Those of us who have ventured into the mountains west of Denver in recent years have been startled to see the busy work of bark beetles.
The infestation has left expanses of dead lodgepole pines. Neighbors and visitors alike have been dismayed to see the color of high-country forests turn reddish brown before their eyes.
Researchers from several universities, including University of Colorado and Colorado State University, recently wrote an article about the bark beetle situation that’s sure to raise a few eyebrows. The piece describes the beetle epidemic as a natural phenomenon that neither constitutes an emergency nor an increased forest fire risk.
The beetles, they say, are conducting a large-scale forest thinning that government could never afford to undertake. The article was, in essence, an argument for no management. Let Mother Nature deploy beetles to deal with stands of old and weak trees, some the product of old policies of fire suppression and others damaged by long-term drought.

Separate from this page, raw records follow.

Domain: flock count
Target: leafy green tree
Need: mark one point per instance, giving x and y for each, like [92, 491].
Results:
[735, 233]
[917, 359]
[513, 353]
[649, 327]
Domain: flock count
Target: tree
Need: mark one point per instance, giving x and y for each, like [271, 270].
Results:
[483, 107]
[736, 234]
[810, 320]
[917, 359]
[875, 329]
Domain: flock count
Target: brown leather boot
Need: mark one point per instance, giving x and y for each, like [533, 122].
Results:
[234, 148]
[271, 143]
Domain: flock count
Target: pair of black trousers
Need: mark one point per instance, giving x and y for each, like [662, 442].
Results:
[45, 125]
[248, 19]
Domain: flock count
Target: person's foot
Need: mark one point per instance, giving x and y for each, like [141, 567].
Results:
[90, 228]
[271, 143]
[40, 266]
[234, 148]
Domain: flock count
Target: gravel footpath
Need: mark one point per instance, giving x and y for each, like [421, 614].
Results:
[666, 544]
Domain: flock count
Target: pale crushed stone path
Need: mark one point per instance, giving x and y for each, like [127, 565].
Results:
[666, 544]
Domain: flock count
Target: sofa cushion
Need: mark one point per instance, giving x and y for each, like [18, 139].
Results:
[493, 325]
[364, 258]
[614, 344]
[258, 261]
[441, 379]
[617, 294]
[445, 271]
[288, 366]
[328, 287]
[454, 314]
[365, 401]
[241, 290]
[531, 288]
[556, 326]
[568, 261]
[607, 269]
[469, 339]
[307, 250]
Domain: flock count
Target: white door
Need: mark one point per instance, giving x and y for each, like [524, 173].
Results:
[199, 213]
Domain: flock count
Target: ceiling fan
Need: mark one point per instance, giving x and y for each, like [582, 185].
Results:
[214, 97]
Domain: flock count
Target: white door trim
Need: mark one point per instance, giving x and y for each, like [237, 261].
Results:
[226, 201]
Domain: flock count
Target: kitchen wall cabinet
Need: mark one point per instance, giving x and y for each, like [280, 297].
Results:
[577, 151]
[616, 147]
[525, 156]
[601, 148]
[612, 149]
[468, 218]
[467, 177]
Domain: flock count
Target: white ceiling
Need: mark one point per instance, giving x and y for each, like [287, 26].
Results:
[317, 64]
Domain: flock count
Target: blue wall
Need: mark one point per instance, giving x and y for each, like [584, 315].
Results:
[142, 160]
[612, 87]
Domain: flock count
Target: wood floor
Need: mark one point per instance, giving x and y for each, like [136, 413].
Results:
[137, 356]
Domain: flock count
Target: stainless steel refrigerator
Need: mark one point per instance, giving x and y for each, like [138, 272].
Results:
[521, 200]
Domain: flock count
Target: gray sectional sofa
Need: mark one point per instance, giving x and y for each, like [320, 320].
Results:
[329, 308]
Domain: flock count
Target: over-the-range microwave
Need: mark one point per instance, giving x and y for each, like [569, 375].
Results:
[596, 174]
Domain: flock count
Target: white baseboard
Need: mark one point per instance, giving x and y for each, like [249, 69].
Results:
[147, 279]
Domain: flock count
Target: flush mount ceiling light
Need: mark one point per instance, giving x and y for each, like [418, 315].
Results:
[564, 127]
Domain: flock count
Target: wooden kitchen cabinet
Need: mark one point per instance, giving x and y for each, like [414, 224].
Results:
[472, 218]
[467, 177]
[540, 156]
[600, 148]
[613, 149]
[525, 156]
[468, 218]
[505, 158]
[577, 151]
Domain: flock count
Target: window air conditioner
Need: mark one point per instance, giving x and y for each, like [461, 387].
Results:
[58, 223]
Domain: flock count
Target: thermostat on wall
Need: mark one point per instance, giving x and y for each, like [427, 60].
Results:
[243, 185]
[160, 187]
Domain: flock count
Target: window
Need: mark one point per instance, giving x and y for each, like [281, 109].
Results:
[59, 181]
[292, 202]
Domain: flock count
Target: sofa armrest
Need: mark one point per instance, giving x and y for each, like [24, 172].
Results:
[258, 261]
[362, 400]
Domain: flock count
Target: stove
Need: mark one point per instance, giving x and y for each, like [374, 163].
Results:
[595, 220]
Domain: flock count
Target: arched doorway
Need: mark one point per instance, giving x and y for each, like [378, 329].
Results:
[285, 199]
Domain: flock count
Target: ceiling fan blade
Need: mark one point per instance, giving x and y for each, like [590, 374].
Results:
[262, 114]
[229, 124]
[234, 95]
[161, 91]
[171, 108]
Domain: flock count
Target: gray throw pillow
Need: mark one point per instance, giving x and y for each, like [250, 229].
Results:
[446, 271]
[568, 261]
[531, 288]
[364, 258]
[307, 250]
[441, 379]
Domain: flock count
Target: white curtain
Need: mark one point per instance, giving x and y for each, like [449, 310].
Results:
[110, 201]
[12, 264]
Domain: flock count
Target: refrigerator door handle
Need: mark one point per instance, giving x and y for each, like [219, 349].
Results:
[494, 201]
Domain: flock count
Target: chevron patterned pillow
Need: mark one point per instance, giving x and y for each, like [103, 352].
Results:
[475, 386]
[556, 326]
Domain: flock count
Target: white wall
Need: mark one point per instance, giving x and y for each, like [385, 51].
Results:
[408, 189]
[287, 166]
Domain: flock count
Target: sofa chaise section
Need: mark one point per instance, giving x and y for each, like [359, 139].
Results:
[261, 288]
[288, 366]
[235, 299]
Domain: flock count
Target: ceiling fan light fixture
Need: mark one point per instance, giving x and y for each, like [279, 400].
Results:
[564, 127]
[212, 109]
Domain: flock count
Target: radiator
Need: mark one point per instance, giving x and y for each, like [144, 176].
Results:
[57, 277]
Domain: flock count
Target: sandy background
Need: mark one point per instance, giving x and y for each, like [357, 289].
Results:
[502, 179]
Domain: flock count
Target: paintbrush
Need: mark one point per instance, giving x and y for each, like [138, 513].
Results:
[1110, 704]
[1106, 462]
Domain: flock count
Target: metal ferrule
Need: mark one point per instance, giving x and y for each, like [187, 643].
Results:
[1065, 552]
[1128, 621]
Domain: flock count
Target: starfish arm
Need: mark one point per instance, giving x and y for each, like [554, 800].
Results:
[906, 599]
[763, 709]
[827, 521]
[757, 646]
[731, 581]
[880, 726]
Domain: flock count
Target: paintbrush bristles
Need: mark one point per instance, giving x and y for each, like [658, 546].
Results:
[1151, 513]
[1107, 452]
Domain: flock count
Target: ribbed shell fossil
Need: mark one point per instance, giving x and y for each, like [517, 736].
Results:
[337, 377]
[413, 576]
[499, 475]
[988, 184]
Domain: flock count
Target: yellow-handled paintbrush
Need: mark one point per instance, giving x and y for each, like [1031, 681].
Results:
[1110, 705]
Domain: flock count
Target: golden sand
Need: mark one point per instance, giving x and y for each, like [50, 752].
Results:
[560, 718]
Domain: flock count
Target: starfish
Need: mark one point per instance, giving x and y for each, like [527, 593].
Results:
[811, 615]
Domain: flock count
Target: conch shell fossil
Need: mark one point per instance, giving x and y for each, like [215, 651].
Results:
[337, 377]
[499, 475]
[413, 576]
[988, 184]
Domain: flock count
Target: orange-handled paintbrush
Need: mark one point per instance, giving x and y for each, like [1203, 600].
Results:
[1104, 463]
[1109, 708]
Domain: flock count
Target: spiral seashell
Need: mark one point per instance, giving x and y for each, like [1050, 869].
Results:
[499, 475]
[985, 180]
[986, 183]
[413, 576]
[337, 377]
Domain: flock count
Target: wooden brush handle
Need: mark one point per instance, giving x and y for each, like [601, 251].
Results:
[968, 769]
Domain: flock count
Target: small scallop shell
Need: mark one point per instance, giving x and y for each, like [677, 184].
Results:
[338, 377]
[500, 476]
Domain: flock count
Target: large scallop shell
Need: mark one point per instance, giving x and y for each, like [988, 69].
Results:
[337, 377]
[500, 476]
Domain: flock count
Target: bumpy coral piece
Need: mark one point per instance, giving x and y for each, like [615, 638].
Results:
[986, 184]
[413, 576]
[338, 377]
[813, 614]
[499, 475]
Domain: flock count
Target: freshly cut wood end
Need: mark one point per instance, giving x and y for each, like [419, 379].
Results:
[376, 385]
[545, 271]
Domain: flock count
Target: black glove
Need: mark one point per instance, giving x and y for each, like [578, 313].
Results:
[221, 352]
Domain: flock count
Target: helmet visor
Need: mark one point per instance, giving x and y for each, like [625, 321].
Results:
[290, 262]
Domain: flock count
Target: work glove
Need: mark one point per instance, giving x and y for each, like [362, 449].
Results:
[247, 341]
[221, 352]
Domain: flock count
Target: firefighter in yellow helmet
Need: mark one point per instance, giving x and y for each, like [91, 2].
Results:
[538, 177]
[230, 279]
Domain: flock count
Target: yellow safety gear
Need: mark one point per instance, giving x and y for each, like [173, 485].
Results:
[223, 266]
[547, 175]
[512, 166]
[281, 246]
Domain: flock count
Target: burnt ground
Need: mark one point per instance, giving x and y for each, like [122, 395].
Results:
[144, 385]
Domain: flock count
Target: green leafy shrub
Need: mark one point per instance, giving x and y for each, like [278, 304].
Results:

That may have been the right perspective when things were really natural and there were large, connected ecosystems unaffected by humans. Under those circumstances there’s no doubt that nature has efficient ways of dealing with its own problems.
But people have influenced forests in myriad ways, including taking water away to serve urban communities, generating pollution damage, intervening to prevent forest fires (and creating vast stands of old trees) and even burning huge swaths of forest a century ago that resulted in regrowth that shares the same age and vulnerabilities.
Many scientists believe such conditions have promoted the explosion of bark beetle populations – not just the cycles of nature.
The bugs, which bore into the trees and lay eggs so that their larvae can feed off tree pulp, have been the subject of considerable research and government action. The U.S. Forest Service and other agencies are thinning dead and dying trees from 3,000 acres of Colorado land to reduce fuel in the event of a fire. And there have been numerous attempts at trapping the insects, killing beetle populations with insecticides and even culling healthy but vulnerable trees from forests in advance of infestation.
It’s unclear which, if any, of these interventions will be viable in slowing the spread of beetle infestation. Noting that bark beetles are a force of nature may not account for changes in the timing and impact of their infestation. A prudent and nuanced management policy – divined from today’s forestry experience – may yet be an appropriate course of action.